Cuando cae la última de las doce campanadas que da la bienvenida al nuevo año, y después de los consabidos besos, más o menos sentidos, y buenos deseos y proyectos elaborados unos minutos antes de que suenen los cuartos, cambiamos el calendario y entramos en un nuevo año. Y nuestros deseos es más que probable que no se cumplan, porque escaso ha sido el tiempo que hemos dedicado a pensar cuáles eran en realidad para ese nuevo año recibido tan a bombo y platillo y copa de champán y lo mismo hasta con alguna prenda roja, vaya a ser que nuestros deseos no se cumplan por semejante minucia. Así que seguiremos fumando, no yendo al gimnasio, sin aprender inglés, no siendo más amables, ni comeremos más sano.

Sin embargo, tengo para mí que el año no empieza el uno de enero, sino después del verano. Puede que sea por ser profesor, ya me gustaría ser maestro para mis alumnos, y para nosotros el nuevo año empieza con el nuevo curso, pero estoy más por pensar que es por la tradición por lo que pienso que realmente el año nuevo empieza cuando acaba el verano. Y nuestra España rural, esa de la que todo el mundo habla y tanto desprecia, descuida y abandona a su suerte parece estar de mi parte.

Si algo tiene el tiempo es que sus estaciones son cumplidoras como los buenos amantes y acuden siempre a su cita pase lo que pase, de manera que al verano le sucederá indefectiblemente el otoño

Es al final del verano cuando terminan las tareas de recolección, cuando terneros y corderos pacen en los prados y agricultores y ganaderos piensan en los frutos de tanto trabajo, cuidado y angustia para afrontar el invierno que irá teniendo su intermedio en el otoño. Pero también para aquellos que nos desempeñamos en el llamado sector terciario el fin del verano abre un nuevo año de expectativas. Hayamos disfrutado o no de unos días de descanso, el final verano nos ha llenado de nuevas ilusiones, proyectos, deseos de cambios y de mantener lo que realmente queremos.

Y es que, a diferencia del veloz tránsito de diciembre a enero a toque de campanadas, como si la vida se pudiese vivir a toque de cornetín, el verano nos ha permitido el pensarnos, que es, en definitiva, la única manera de que cambiemos nuestro existir en lo que consideremos que ha de ser cambiado, que no suele ser poco en general.

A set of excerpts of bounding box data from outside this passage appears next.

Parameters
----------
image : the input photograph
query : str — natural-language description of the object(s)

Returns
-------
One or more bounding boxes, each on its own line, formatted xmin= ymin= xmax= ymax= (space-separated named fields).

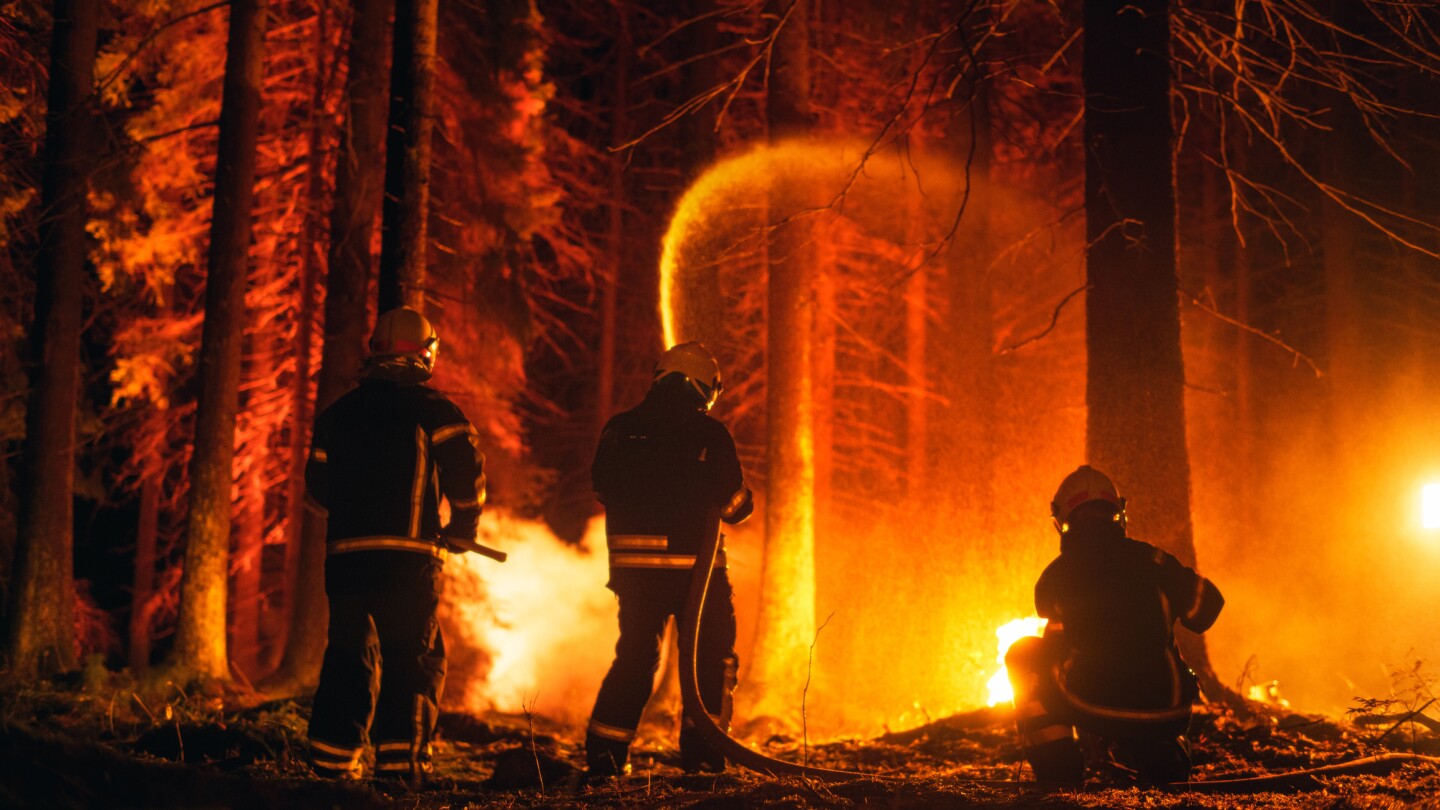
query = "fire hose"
xmin=678 ymin=533 xmax=1440 ymax=793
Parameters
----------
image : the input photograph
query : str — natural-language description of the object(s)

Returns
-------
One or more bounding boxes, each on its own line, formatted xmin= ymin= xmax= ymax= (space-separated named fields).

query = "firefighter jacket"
xmin=305 ymin=375 xmax=485 ymax=558
xmin=590 ymin=382 xmax=753 ymax=574
xmin=1035 ymin=526 xmax=1224 ymax=721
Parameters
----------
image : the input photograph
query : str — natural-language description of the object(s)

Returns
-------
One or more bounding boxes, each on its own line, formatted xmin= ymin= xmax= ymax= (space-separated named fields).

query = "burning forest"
xmin=0 ymin=0 xmax=1440 ymax=807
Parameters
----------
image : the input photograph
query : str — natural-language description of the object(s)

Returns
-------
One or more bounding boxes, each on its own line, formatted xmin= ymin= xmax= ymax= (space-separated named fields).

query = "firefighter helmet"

Y el verano nos ha dado otra dimensión diferente del tiempo, porque, al ser un país sureño, la prolongación de las horas de sol, con lo que ello conlleva de sentir el día mucho más largo pese a sus milimétricas veinticuatro horas de siempre, nos ha permitido hacernos grandes ilusiones que llegan al menos hasta el verano siguiente en el que esperamos que las cosas sean mejor.

Este año, por la situación de la pandemia, el verano ha supuesto un mayor deseo de que en adelante las cosas nos vayan mejor, que vivir no sea casi un acto heroico y que por fin podamos pensar en algo más que en el haber sobrevivido. Y nos hemos puesto a ello, o deberíamos, para que cuando los coletazos de calor se disipen vayamos haciendo realidad todos esos instantes, momentos y gentes que hemos ido tejiendo durante la calima y que, animados por la luz veraniega, los hemos sentido al alcance de los dedos y nos han dado tanta felicidad imaginando cómo serán cuando por fin salgan de nuestra mente y se conviertan en parte de nuestro día a día.

Si algo tiene el tiempo es que sus estaciones son cumplidoras como los buenos amantes y acuden siempre a su cita pase lo que pase, de manera que al verano le sucederá indefectiblemente el otoño y será entonces cuando cada uno de nuestros deseos habrán de convertirse en el faro que guíe nuestro navegar, porque al final las hojas de los árboles pondrán su felpudo de tonos marrones en aceras y caminos y lo que hará falta será ser capaces de pisarlas con la cabeza alta y el corazón arropado mientras en nuestras plantas suena el quejido de lo que fue y ya no es.